Delta not equal to zero, and h^2<ab. It’s an ellipse.
Area is pi.a.b. But that gives 10pi.
But there a and b are the length of semi major and minor axes. Here a and b are just coefficients of x² and y²
I mixed them up why do I do this.
So there is no way to find out those lengths?
I tried to convert it into squares of two mutually perpendicular lines and then converting the lines into distance form, but unable to form the sum of two squares.
Isnt this tedious though?
Can you take SS bro? Can’t see unless login
Try writing it as a quadratic in x or y. The two roots of that quadratic will be two halves of the ellipse. Then we can integrate. Someone pls try if this works.
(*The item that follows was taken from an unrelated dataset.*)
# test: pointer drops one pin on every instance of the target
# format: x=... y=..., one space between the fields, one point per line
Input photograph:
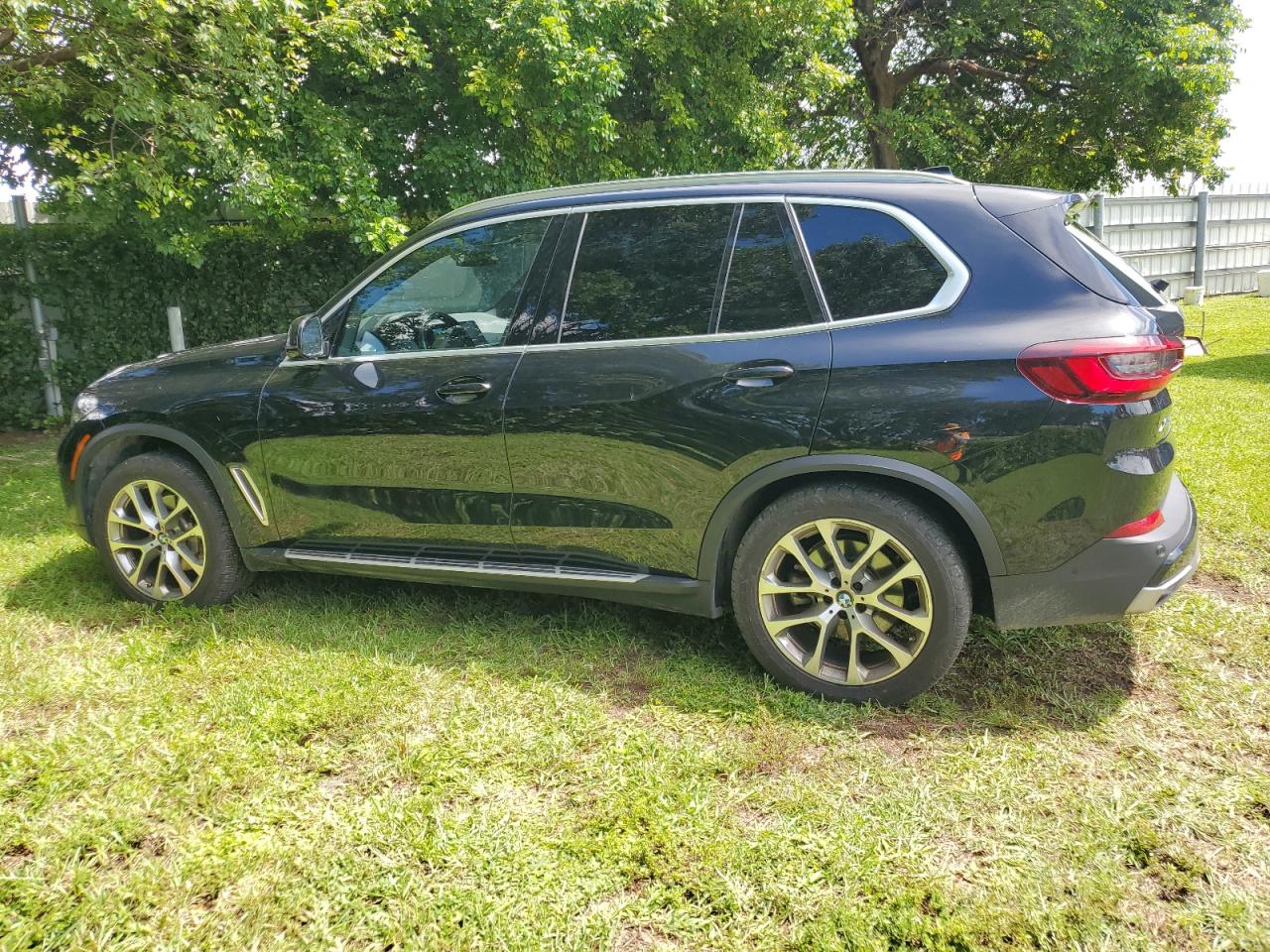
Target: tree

How did you understand this?
Always make it a rule to form quadratic in y only , in x it mess up badly always .
But how do we confirm that it gives two part of ellipse?
And do we do same for parabola and hyperbola?
I understood this
Which formula is this ? For area of any ellipse ?
How did you get that its an ellipse. Like in my book it says the same condition for empty set. Whats that then?
I have no idea bro
I have like a list of conditions in my notebook, and there it says this ones an ellipse.
To be more precise,
(coefficient of x^2).delta not equal to zero, and h^2<ab
Yeah. Ive seen those conditions but the problem is Amit M Agarwal gives the same but then in a side note says the condition of ellipse(without any mention of e) is for an empty set. What could that mean.
I don’t know, bro.. I’ll update if I find out something, though.
Can you post pics?